They're called roadtrains in Australia and gigaliners in Germany. The extra-long trailer trucks are rolling across Germany in field tests, but only seven states are participating in the controversial project.
Extra-long trailer trucks have been thundering across select roads and highways in Germany in controversial field tests that began in January and are scheduled to last five years. Last year, the federal government passed a special provision allowing the extra long trucks in Germany under strict conditions.
Long trucks, called gigaliners in Germany, can weigh no more than 40 tons and are not allowed to transport dangerous materials or liquids, and the vehicles must be equipped with a camera to keep a close watch on traffic behind the truck. Regular trailer trucks on German roads have a maximum length of about 18 meters (60 feet); a long truck can measure up to 25 meters.
"Unpredictable monster trucks"
Five months into the field tests, only seven of Germany's 16 states have signed on to participate. The other states have remained opposed to testing what some have called "unpredictable monster trucks." Opponents pointed out a number of problems, including traffic safety issues in a densely populated country and possible damage to roads, intersections, railroad crossings, bridges and tunnels because of the trucks' added weight.
The field tests are aimed at weighing just those risks - as well as the potential advantages if Germany were to allow long vehicles in the long run. It is certainly not about shifting freight off the rails and onto the road, said German Transport Minister Peter Ramsauer.
"Where three regular trucks are on the road today, we only need two long trucks in the test," he said. "Automobile suppliers, the food industry and parcel and courier services only stand to profit."
The majority of goods in Germany are currently transported by trailer trucks with about 3.1 billion tons of materials being driven around the country in 2010. Rail, sea and river shipping combined amount to about 1 billion tons of freight.
Shipping companies interested in participating in the test project turn to the Federal Road Research Institute (BASt) - but registration has been a slow process - of about 50 inquiries eight firms participating in the test phase with 13 long trucks.
In February, Bavaria's Ansorge shipping company was the first to send out an extra-long trailer truck. Manager Wolfgang Thoma said he is pleased with the test so far. He said the company's two extra-long trucks covered 19,000 kilometers in the past four months and that he had noticed "economic and ecological advantages" to the longer trailers.
The mega trucks carry 50 percent more freight than regular trucks, he told DW, cutting fuel and emissions by about a third per pallet loaded. All shipments went completely smoothly, Thoma said, adding that he expects more roads will be approved for his long trucks soon.

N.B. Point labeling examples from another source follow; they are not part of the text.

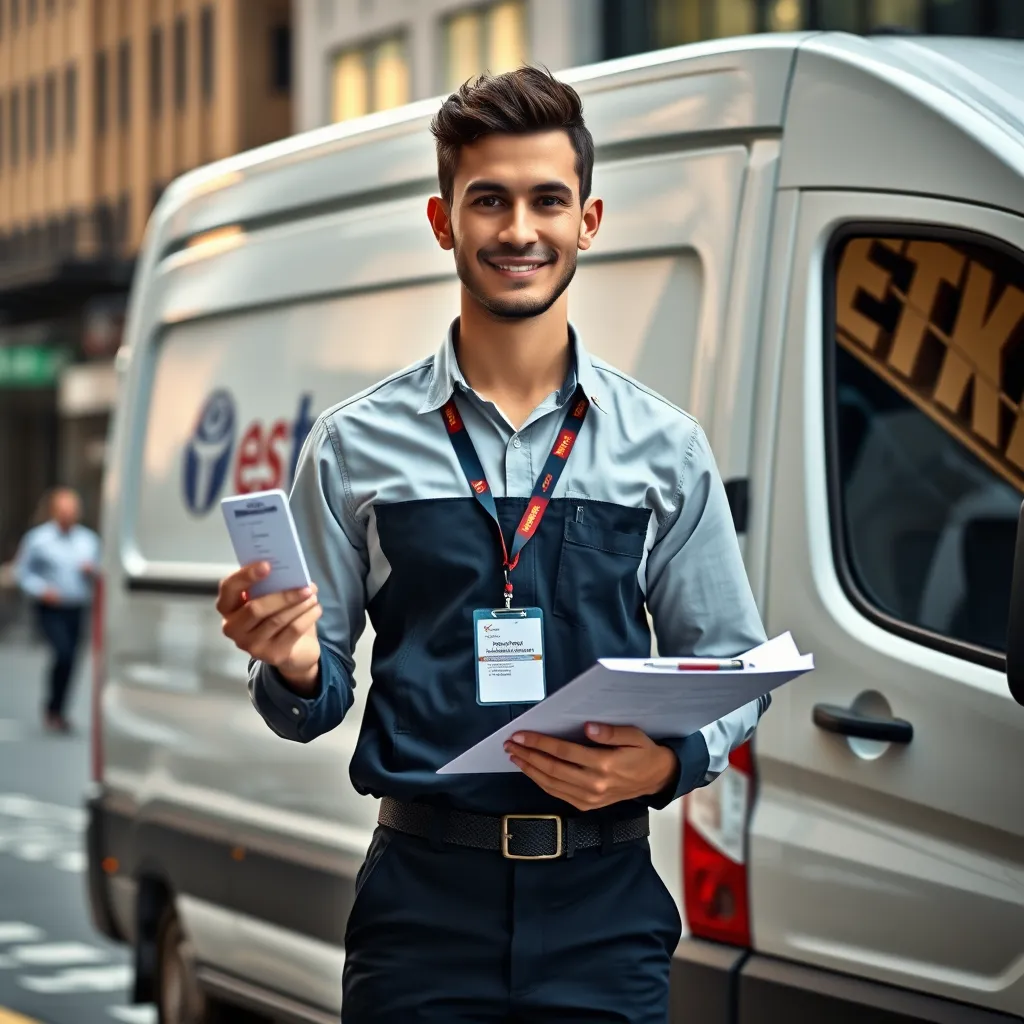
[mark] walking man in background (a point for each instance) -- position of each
(55, 566)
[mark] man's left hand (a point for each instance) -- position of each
(627, 765)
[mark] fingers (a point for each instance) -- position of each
(576, 754)
(564, 771)
(617, 735)
(583, 800)
(274, 647)
(229, 593)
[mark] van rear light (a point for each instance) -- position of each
(715, 830)
(98, 678)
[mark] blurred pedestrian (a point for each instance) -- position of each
(55, 566)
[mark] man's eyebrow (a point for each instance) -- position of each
(545, 188)
(492, 186)
(556, 187)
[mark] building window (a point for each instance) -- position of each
(927, 413)
(50, 113)
(281, 58)
(371, 78)
(124, 83)
(31, 111)
(180, 61)
(71, 103)
(206, 52)
(157, 71)
(15, 127)
(101, 92)
(492, 38)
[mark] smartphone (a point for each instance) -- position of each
(262, 529)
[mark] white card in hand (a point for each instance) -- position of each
(261, 528)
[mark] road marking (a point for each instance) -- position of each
(132, 1015)
(86, 979)
(18, 931)
(10, 732)
(57, 954)
(9, 1017)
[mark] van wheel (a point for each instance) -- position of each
(179, 997)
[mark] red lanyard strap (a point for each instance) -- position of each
(470, 462)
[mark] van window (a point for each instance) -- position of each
(927, 351)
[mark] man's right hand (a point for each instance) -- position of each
(279, 629)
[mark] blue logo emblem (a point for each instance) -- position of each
(209, 453)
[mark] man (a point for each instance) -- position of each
(509, 478)
(55, 566)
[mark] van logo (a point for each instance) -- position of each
(945, 330)
(263, 457)
(208, 455)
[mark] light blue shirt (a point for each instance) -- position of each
(48, 557)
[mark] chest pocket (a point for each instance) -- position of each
(597, 586)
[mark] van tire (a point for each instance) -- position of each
(180, 998)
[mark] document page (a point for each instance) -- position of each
(663, 702)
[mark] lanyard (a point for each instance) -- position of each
(545, 485)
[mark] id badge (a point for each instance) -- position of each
(509, 647)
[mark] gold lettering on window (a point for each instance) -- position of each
(936, 263)
(858, 273)
(975, 351)
(947, 333)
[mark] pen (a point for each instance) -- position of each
(695, 665)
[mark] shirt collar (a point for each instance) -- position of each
(445, 375)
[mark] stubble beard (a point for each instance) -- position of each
(511, 308)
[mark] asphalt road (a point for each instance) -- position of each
(53, 967)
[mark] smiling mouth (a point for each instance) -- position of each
(517, 269)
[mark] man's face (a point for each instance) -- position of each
(66, 509)
(516, 221)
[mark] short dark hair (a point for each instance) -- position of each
(518, 102)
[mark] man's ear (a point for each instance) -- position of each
(440, 221)
(592, 212)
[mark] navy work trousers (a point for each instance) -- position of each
(60, 628)
(452, 936)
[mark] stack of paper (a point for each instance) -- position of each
(660, 702)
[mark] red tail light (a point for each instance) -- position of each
(715, 827)
(98, 677)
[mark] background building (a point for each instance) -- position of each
(356, 56)
(101, 103)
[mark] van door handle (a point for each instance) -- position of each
(845, 722)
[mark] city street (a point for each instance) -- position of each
(53, 967)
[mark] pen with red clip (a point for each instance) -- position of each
(696, 665)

Other companies haven't been as lucky.
Voigt Logistics is still waiting for a go-ahead while their two gigaliners gather dust. Jörg Braatz, Voigt's fleet manager, applied to participate in the test run five months ago, and the firm invested thousands of euros in its extra-long trailers - but approval hinges on what are termed the "last miles." BASt has not given a green light yet for the few hundred meters of country roads from the highway exits to receiving companies' loading docks.
"As a business, we don't understand get it, it's mystifying," Braatz told DW.
Germany's Social Democratic and Greens Party, in the opposition on a federal level but part of governments in several states, are critical of the long truck test runs. In March, the parties' parliamentary groups filed a lawsuit against the project.
According to Ulrich Battis, a constitutional lawyer in Berlin, the government's special provision violates Germany's Basic Law, or constitution, by curtailing parliamentarians' rights. Both the lower and the upper houses of parliament should have been involved in a decision-making process, he told DW. The Transport Ministry was unperturbed, however, and maintained that the test project complies with German law.
What is a test in Germany has become reality in other European countries and at up to 60 tons, mega trucks in the Netherlands, Sweden and Finland are even heavier than what's being tested in Germany.
But Australia's roadtrains take the cake: there, 50-meter-long trucks that weigh more than 100 tons charge across the continent.